I just have several random thoughts about the Newtown, Connecticut, Sandy Hook Elementary school shooting, mental health care and gun violence, and I'll share a few links I've found to be enlightening.

(1)  I don't have a big problem with guns. I'm not "against" guns. My concern with guns has more to do with the fact that it seems like too many people (though certainly not all) who get their hands on guns seem to think it transforms them into a lot of things they are not, including, but not limited to one or more of the following:

  • God
  • Judge
  • Jury
  • Prosecutor
  • Executionor
  • A non-idiot
  • Superman
  • A hero
  • A "tough guy"
  • A wizard who can tell the difference between the Avon Lady and a burglar who's knocking on your front door just to make sure you're not home.

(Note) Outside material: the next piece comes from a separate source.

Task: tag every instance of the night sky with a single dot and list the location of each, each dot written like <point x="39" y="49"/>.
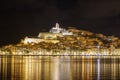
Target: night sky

Bottom line: I worry that guns take some people and cause them to believe they have been turned into something they are not.

(2) There seems to be a mathametical/statistical/irrefutable correlation between the rate of gun ownership, and the rate of horrific, unjustifiable gun violence. Assuming you don't hate math and statistics and therefor agree with my #1, above, this probably seems obvious. People who don't like math or statistics or irrefutable things probably don't like this, and that's okay. I'm friends with a lot of people who don't like  math or statistics. It's hard to avoid math.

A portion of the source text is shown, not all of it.